NPU inference jobs in "Typical Scenarios" are classified into the following types:

Basic Process of NPU Inference Jobs Using Volcano as the Scheduler

Create an inference job of the Deployment type.
  • Deployment resource example
    apiVersion: apps/v1
    kind: Deployment
    metadata:
      name: infer
    spec:
      replicas: 1
      selector:
        matchLabels:
          app: infers
      template:
        metadata:
          labels:
             app: infers
        spec:
          schedulerName: volcano
          nodeSelector:
            host-arch: huawei-arm
          containers:
          - image: infer:latest
            imagePullPolicy: IfNotPresent
            name: infer
            command: xxxx
            resources:
              requests:
                huawei.com/Ascend310: 1
              limits:
                huawei.com/Ascend310: 1
            volumeMounts:
              - name: ascend-driver
                mountPath: /usr/local/Ascend/driver
          volumes:
            - name: ascend-driver
              hostPath:
                path: /usr/local/Ascend/driver
    • Generally, the value of replicas is 1.
    • The schedulerName of the scheduler must be Volcano.
    • By default, nodeSelector supports only the key-value pairs configured in the YAML file when Volcano is started and the host-arch label must be used.
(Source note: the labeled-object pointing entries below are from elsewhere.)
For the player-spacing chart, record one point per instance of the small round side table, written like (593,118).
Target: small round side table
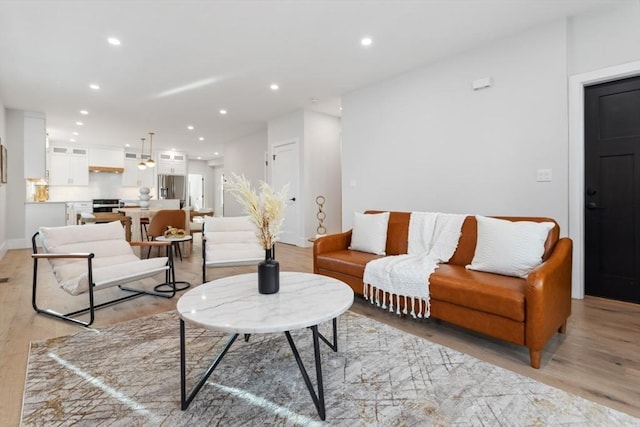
(175,244)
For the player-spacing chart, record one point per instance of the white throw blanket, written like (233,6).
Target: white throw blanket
(433,239)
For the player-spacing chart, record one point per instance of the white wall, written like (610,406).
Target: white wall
(318,137)
(16,187)
(604,38)
(3,190)
(200,167)
(322,171)
(244,156)
(426,141)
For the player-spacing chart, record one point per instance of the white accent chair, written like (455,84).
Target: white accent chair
(88,258)
(229,241)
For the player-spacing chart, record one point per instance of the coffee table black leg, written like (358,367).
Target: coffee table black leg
(185,400)
(333,346)
(318,399)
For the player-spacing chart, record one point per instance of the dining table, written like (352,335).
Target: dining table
(137,214)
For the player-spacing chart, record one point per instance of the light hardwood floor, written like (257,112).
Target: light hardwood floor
(598,358)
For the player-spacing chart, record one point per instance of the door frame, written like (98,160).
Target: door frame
(576,160)
(299,235)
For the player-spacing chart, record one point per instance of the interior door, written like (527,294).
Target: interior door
(612,185)
(285,170)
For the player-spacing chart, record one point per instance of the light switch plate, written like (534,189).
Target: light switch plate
(543,175)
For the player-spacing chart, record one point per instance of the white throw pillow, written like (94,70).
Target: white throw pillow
(369,232)
(510,248)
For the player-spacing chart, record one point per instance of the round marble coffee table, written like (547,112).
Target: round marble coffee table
(234,305)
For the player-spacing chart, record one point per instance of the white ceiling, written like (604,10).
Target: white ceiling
(180,62)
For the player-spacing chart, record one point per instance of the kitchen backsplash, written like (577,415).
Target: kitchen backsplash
(101,186)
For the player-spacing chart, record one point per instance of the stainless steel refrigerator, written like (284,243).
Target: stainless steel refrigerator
(172,187)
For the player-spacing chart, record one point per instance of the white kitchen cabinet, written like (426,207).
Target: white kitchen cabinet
(171,163)
(134,177)
(68,166)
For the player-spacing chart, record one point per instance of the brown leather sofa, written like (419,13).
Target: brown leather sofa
(527,311)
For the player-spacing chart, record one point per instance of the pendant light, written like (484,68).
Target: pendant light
(149,162)
(142,166)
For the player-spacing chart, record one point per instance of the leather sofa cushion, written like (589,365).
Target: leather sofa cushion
(346,261)
(487,292)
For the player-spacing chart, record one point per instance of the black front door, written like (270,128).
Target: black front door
(612,185)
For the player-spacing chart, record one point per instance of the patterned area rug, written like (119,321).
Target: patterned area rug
(129,375)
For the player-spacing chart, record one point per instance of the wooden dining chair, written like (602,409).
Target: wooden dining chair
(162,220)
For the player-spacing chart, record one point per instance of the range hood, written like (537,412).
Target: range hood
(107,169)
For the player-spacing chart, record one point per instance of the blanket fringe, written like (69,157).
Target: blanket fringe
(372,294)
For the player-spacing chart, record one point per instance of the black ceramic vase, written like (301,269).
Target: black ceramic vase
(268,274)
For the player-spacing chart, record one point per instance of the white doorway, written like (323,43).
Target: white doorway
(286,170)
(218,193)
(196,191)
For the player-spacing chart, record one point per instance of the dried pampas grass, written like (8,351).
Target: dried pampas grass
(266,210)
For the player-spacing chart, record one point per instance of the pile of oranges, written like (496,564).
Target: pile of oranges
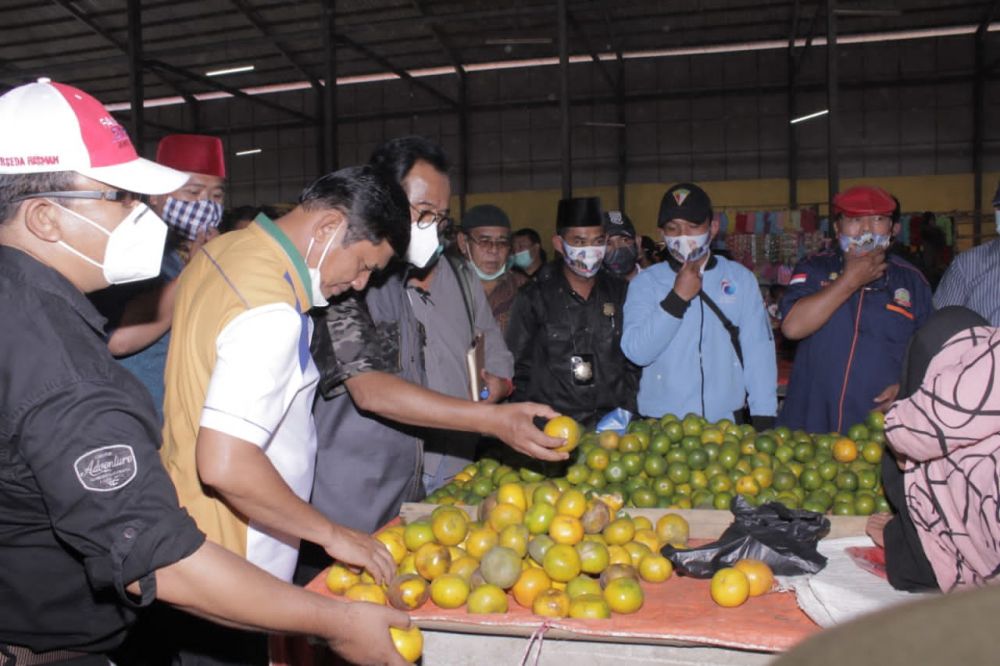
(554,552)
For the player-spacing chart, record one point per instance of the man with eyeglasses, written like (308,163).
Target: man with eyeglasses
(853,309)
(91,532)
(565,327)
(485,242)
(384,348)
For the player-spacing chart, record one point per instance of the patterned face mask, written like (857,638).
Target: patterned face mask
(584,261)
(189,218)
(864,243)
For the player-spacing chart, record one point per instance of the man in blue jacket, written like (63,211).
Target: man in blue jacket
(854,308)
(697,325)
For details about how to add a user-defined selector, see Volcano Scheduling Configuration.
    • Change the NPU resource name and quantity in the request and limit. You can view the node details in the Kubernetes cluster to determine the NPU resource types that can be used by the nodes, such as the devices, NPUs after virtual instance implementation, and Ascend310/Ascend310P.
    • Currently, only one container in a pod can use NPUs.
    • Mount driver-related directories. If either of the following conditions is not met, you need to mount driver-related directories.
      • When the startup parameter useAscendDocker of the Ascend Device Plugin is set to true and the Ascend Docker Runtime has been installed and takes effect, the driver-related directories installed in /usr/local/Ascend are automatically mounted.
      • When the startup parameter useAscendDocker of the Ascend Device Plugin is set to false, the driver-related directories installed in /usr/local/Ascend are automatically mounted.
    • You need to mount model code paths, and add other required content, such as environment variables.
    • You need to set the container startup command, which corresponds to the command field in the YAML file.

Basic Process of NPU Inference Jobs Not Using Volcano as the Scheduler

Use a resource type, such as Job or other resource types, to create an inference job. For details about how to create Job resources, see the official examples of Kubernetes.